Yunho segera mengeluarkan ponsel miliknya dari dalam saku jaket, memperlihatkan sebuah gambar pusat perbelanjaan yang ia peroleh saat mencari info tentang tempat-tempat yang berada di sekitar tempat tinggalnya.
Sopir taksi ramah itu mengangguk mengerti pada tempat yang akan dituju oleh penumpangnya itu. Lalu menghidupkan kembali mobil tersebut dan menuju ke pusat perbelanjaan tersebut.
-00-
.
.
.
Tidak sampai lima belas menit berselang mereka sudah sampai di pusat perbelanjaan yang dituju. Yunho dengan segera menyodorkan beberapa lembar mata uang Won kepada sopir taksi ramah tersebut dan mengucapkan terima kasih.
Yunho menatap takjub pusat perbelajaan dihadapannya, walaupun tidak sebesar yang sering ia temukan saat di Kanada tapi tetap saja itu membuat Yunho takjub melihatnya.
"Papa, what we doin' here?" (Papa, apa yang kita lakukan disini?) Tanya Minho kecil sambil bermain dengan bibir bawah sang ayah dengan jemari mungilnya.

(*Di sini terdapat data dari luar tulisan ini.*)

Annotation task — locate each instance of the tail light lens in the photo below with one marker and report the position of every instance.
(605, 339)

"We are going to buy everything we need, Baby." (Kita akan membeli segala yang kita inginkan, sayang.)
"Milk too?" (Susu juga?)
Menganguk pelan, Yunho mencoba untuk menggoda anaknya dengan berkata, "And strawberries too." (Dan buah stoberi juga.) Ia tahu pasti malaikat kecilnya itu sangat tidak suka buah stroberi karena rasanya yang 'Yucky' menurut Minho.

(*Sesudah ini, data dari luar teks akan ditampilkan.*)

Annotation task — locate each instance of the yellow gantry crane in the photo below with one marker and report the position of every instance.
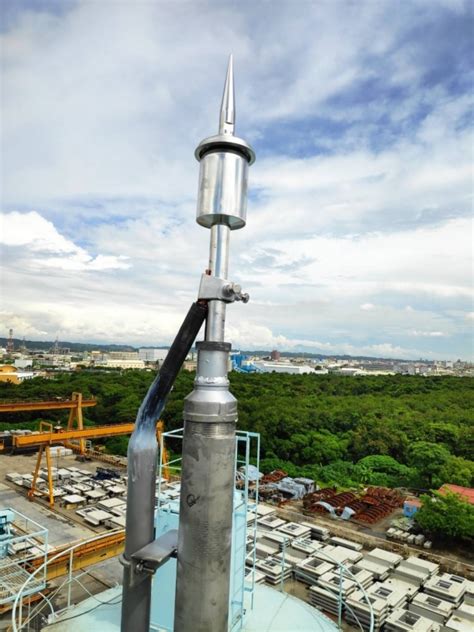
(75, 432)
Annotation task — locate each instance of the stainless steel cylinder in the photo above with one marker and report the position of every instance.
(142, 459)
(219, 267)
(222, 194)
(204, 550)
(206, 503)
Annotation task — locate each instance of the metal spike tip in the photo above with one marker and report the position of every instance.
(227, 116)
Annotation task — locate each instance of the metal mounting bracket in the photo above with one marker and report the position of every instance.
(148, 559)
(215, 288)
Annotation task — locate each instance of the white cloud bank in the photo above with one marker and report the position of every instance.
(357, 238)
(42, 246)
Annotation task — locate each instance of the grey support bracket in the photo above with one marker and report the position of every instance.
(149, 558)
(215, 288)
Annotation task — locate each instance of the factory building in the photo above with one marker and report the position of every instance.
(152, 355)
(283, 367)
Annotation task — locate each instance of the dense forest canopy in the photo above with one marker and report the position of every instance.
(384, 430)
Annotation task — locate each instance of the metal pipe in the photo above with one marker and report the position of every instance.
(210, 411)
(142, 462)
(218, 266)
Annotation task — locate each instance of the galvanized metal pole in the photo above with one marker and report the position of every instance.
(142, 465)
(210, 411)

Minho mengembungkan kedua pipinya kesal, ia tidak suka buah stroberi sama sekali. "No strawberry, Papa. Hate it!" (Jangan stoberi, Papa. Tidak suka!)
Yunho hanya tertawa lepas melihat wajah kesal sang anak.
.
.
Yunho segera melangkahkan kakinya mencari lift pusat perbelanjaan tersebut, karena memiliki insting yang kuat—setidaknya ia mengatakan itu sendiri—langsung menemukan dimana lift itu berada. Dengan segera ia menuju lantai tiga dimana terdapat tempat penitipan anak berada. (Ia sangat berterima kasih pada teknologi dunia maya yang memberitahu segalanya tentang yang ingin ia ketahui, termasuk pusat perbelanjaan ini.)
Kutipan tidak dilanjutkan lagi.